Monday, September 29, 2014

Prayer and the charging rhino

I've made notes for half a dozen posts -- probably more.  I might even write a couple of them one day.  But this will be quick.

I saw this article the other day:  http://www.independent.com/news/2014/sep/24/pray-tell-hocus-pocus-happy-thoughts/

And so I wrote the author a fan e-mail:
__________

Dear Ms. Roshell,

First, I'm sorry that someone you loved had to go through a Year of Intolerable Shit.  I'm sorry that in the end nothing worked.  You don't need some idiot stranger to tell you how bad it is for all that to happen, but I recognize that it's really, really bad.

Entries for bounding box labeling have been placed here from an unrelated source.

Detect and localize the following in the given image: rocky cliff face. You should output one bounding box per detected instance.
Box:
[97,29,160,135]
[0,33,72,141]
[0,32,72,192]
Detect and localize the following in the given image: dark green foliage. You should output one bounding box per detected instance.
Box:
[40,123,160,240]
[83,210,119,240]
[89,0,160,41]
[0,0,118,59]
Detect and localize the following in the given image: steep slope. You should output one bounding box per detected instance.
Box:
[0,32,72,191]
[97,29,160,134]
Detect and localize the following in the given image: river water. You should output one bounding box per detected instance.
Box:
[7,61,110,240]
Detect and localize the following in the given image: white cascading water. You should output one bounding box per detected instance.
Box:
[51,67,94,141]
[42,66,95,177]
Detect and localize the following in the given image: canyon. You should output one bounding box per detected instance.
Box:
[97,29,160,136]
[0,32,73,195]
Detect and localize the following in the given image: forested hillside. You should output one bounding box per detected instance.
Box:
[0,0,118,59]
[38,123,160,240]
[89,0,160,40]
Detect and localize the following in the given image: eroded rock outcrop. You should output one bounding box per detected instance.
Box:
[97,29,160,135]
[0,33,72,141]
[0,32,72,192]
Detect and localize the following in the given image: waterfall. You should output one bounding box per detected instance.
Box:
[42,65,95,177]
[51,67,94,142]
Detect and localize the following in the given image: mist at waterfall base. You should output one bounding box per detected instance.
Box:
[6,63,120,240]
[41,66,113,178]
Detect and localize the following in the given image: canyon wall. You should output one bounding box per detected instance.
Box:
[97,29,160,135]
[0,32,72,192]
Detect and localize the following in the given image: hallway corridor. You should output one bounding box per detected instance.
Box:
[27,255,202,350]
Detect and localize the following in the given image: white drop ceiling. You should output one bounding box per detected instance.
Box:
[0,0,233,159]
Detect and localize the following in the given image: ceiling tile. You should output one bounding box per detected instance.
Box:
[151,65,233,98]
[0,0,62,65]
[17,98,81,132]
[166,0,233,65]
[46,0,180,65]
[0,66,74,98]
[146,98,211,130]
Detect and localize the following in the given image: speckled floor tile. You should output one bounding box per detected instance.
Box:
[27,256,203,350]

All that, though, is a prologue to saying, Thank you for your article "The Hocus Pocus of Happy Thoughts."  In the midst of Intolerable Shit you say something important about prayer, and you say it well.

Or rather, you say two different things – and that is part of what makes your article so good.  On the one hand, yes, there is the side of the discussion that involves a certain kind of … let's call it metaphysical reasoning, which gets murkier the closer you look at it for exactly the reasons you identify.  What good does prayer do?  Isn't it even a little insulting?  Or is there an angle you can choose from which it doesn't look so bad after all?  And so on …. 

It is true that a lot of ink has been spilled by a lot of people trying to answer these questions, and it's no surprise that some of those writers say interesting things of their own.  Fine, whatever – you're not trying to write a treatise or cover the literature.  That's not the point right now.  And the theoretical objections you make are sound ones that have to be answered by anybody who encourages others to pray.

What is particularly good about your article is that you also recognize the emotional side of the question which is more or less impervious to metaphysical quibbling – the side that recognizes "This may make no sense, but I'm hurting too much to care."  The side that says, finally, "I could do nothing more, and it felt like a betrayal to do anything less."  That's exactly right and perfectly said.  I can't read it without tearing up … just a bit.

There's a puzzle here.  It's important but I don't pretend to understand it.  Thank you for an article that is open to the puzzle, accepts it for what it is, and doesn't try to force it into some tidy, Procrustean solution.

I'm still really sorry that nothing worked.